BasicParse and FullAuditLog Scripts
The main task of the BasicParse and FullAuditLog scripts is to traverse JSON nodes to identify individual record changes. You can analyze these changes in two main ways:
- By BaseTable: You would possibly have tables to your answer that don’t require logging, along with utility tables or low-precedence records. I recommend placing a variable within the Processor script with a listing of tables that ought to be logged. The script can then check if the base desk of a record alternate is on this list and bypass it if now not. Filtering in this way—through consisting of tables you want to log in place of aside from the ones you don’t—is usually greater efficient.
- By Action: Each record change in the JSON consists of 3 values: the movement (New, Modified, or Deleted), the RecordID, and the end result from the Payload calculation. The demo document’s script, for example, ignores actions other than deletions since it’s far designed to log handiest deletions.
Logging in a Separate File
It is pretty endorsed to perform logging in a separate record. This technique has several blessings: it maintains your predominant files lean, avoids recursive logging issues (in which logging movements cause the log script), and improves performance by reducing report locks at some stage in busy intervals.
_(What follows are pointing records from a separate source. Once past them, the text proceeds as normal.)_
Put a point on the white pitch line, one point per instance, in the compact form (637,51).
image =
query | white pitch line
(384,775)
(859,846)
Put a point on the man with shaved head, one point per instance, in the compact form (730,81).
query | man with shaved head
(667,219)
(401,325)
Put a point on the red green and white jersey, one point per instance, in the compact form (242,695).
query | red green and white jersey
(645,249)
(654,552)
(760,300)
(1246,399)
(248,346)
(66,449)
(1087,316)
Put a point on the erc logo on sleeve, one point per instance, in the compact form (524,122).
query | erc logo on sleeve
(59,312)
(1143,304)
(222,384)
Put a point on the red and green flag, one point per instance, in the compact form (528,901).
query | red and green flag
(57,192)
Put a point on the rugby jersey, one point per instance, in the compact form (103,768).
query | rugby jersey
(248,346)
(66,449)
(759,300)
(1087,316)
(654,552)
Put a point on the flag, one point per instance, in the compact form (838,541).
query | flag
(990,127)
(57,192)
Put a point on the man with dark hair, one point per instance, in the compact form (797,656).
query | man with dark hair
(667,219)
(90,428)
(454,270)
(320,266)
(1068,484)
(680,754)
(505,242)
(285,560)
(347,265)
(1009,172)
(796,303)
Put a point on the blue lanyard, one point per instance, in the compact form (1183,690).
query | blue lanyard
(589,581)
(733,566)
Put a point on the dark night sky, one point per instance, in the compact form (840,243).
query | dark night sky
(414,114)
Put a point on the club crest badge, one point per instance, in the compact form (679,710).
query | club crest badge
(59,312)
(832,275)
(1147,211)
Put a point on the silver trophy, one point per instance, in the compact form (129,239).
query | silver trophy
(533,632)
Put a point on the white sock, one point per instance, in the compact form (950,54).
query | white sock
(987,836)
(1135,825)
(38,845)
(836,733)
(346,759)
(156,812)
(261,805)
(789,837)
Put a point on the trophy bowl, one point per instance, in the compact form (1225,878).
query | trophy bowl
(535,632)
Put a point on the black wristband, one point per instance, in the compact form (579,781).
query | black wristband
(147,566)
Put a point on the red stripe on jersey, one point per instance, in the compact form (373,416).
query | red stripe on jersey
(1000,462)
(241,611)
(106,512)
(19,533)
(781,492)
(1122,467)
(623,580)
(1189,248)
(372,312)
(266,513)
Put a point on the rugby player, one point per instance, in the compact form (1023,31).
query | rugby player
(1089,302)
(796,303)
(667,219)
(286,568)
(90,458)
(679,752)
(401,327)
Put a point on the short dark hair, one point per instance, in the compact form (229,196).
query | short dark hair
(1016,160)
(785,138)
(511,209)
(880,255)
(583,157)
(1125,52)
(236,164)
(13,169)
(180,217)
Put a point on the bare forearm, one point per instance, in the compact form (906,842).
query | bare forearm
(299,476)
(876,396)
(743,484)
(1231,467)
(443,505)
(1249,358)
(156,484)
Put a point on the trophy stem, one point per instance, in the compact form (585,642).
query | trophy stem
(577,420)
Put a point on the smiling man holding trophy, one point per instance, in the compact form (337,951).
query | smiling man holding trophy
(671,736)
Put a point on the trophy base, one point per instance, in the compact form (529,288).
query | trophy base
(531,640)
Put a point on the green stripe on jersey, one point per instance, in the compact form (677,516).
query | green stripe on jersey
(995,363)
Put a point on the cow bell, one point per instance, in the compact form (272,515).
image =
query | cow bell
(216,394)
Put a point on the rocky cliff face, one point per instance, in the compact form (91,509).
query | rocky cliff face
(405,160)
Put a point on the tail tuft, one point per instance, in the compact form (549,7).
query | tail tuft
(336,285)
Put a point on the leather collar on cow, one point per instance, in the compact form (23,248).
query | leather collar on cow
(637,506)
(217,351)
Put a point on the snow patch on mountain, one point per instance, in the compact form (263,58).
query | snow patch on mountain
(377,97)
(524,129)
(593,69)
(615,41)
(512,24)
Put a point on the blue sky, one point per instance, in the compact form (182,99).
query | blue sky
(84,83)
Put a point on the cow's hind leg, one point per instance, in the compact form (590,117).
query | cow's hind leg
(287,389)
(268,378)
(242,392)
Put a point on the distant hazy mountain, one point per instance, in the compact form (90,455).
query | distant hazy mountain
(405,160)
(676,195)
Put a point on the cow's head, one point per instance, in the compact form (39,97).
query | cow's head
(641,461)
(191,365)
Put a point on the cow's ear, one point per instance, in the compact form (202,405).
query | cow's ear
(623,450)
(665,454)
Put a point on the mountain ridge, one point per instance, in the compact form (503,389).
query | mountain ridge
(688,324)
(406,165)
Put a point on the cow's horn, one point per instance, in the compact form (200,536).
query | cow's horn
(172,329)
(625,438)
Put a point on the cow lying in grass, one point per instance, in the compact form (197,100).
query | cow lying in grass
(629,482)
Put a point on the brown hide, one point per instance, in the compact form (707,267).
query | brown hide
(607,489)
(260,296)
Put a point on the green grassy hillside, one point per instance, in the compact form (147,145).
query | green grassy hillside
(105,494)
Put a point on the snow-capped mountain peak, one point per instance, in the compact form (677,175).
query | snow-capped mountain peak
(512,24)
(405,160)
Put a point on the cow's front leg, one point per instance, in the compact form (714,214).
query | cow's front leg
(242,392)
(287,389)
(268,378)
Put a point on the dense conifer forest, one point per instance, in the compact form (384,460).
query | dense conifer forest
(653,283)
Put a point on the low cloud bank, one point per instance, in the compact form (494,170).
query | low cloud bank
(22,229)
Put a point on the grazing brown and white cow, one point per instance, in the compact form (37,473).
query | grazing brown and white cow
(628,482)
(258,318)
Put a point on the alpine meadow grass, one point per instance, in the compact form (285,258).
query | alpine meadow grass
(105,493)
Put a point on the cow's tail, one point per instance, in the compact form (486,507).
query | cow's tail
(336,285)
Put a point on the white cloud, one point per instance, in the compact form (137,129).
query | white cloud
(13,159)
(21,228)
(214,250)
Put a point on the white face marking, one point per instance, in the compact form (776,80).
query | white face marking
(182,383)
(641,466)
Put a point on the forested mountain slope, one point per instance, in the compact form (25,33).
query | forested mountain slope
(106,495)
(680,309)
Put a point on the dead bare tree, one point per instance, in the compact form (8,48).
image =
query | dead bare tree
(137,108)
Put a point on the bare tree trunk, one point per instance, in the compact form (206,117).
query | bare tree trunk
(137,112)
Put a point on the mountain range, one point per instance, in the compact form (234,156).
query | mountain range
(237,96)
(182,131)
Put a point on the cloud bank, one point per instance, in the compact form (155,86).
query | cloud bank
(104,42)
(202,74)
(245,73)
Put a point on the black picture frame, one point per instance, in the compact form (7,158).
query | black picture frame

The log document may be sincere. Whenever the Processor script identifies an action to log, it calls a subscript in the Log document to create and populate a brand new document. The Log record also can perform extra JSON parsing if wanted, however be aware about capability overall performance impacts, in particular with excessive person interest. Secondary logging or parsing can be controlled thru separately scheduled batch routines.
Wrapping Up
Implementing a Delete Log in an existing answer is a terrific way to start operating with the OnWindowTransaction cause. This approach is narrowly focused on logging deletions from targeted tables, minimizing overall performance issues and log document size. The accompanying documents are intended for schooling sporting events, so feel free to explore and enhance them as needed.
To study effectively, use the Script Debugger to add, regulate, and delete statistics, staring at the results. Experiment with specific Processor scripts to recognize their variations.
Good luck, and I hope you locate this statistics useful! If you want help, do not hesitate to reach out to our crew of FileMaker experts.